La poesía profética de Alejandro Drewes deja hablar al Verbo en estos últimos poemas, plenos, iluminados.

Aquí empieza el grande viaje.
O es que todo termina
(…)
…donde todo
lo que es ha sido
y sólo asciende
apenas el humo
de otro incendio
en los vastos
archivos celestes

La lluvia que es, como la luna, una imagen unitiva del poemario, vuelve como un posible anuncio de la venida de los dioses. El poeta ve el sueño de un mundo que se esfuma/ como ayer Atenas o Bizancio. Y habla con un tú de su intimidad para compartir las preguntas últimas.

Dime porqué todo esto
el exilio perpetuo
las estrellas en fuga…

Lágrimas de sangre acompañan las escenas finales de la tragedia humana. Que acaso fueran… las de Cristo/ buscando refugio/ ante las bombas/ entre las ruinas/ de Sarajevo, nos dice Alejandro. El tiempo presente, despiadado, en que se vuelve a crucificar a los cristianos, es el marco lacerante de estos poemas testimoniales.

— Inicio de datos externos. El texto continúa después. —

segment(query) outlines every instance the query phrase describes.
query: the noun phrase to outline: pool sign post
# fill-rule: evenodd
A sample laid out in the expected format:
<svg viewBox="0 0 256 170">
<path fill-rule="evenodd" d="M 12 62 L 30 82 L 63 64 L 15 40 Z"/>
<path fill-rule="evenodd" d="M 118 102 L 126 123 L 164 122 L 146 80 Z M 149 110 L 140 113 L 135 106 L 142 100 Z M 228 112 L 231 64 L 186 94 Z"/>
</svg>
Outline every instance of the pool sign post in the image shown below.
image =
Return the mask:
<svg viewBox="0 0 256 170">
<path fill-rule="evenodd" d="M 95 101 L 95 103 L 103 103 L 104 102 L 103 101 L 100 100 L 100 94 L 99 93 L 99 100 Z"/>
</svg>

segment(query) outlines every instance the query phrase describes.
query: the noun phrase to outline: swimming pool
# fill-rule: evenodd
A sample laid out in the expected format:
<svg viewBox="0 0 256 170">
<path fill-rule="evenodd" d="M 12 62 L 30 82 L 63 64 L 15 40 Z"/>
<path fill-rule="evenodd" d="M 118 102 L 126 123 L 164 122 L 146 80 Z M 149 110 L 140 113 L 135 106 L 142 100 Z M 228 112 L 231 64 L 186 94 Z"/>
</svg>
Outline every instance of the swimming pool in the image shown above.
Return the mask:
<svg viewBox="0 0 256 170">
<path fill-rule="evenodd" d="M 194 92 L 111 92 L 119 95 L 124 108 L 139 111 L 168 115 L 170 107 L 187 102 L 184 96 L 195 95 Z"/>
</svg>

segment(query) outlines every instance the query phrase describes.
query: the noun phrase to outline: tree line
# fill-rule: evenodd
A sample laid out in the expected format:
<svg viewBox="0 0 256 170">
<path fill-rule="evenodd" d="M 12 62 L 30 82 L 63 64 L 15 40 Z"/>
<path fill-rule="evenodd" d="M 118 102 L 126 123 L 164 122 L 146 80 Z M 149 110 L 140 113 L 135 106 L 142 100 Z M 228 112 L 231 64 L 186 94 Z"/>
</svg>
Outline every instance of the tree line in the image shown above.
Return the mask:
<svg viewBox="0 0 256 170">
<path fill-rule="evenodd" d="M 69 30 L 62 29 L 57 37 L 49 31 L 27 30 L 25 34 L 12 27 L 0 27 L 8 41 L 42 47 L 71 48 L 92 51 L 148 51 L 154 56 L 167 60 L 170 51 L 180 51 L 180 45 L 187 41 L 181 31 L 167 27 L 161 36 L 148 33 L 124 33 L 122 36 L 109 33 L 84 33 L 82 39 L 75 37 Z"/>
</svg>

Hallan aquí lugar sus “Ejercicios de tinieblas”, versículos numerados que bien podemos tomar como un colofón sobre el poeta y el poema. Alguno ha de merecer el poema (…) …verso que de vez en vez ilumina el alto sol de la noche. Y nos estremece sentir que en estos poemas finales clama el poeta por su patria, por las estrellas de su patria hoy oscurecida. Ha terminado el recorrido del poeta, su experiencia de duelo y soledad, tan intensa que nos ha inducido a mirar el mundo familiar como extraño, y el mundo del otro lado como próximo:

y las almas perdidas
como excéntricos astros
al círculo de la vida.

Sub luna mutant, tal reza la última línea de una poesía aparentemente impasible, distendida entre la Tierra y el Cielo. La mirada abarca a toda esta especie intermedia, sublunar, expectante al final de un camino ya cumplido. Se trata de un final abierto, como lo está la Historia misma.
Por algo decíamos al comienzo de estas desmañadas palabras que la voz de Alejandro Drewes era singular dentro de un coro en que predominan las voces epigonales. Lo es por venir de un contacto profundo con el Ser, en una aventura de riesgo que ha sabido eludir la desmesura y la autodestrucción. Esa denodada vigilia por páramos oscuros abrió su corazón a la Luz y le ha permitido compartir con nosotros un mensaje viviente.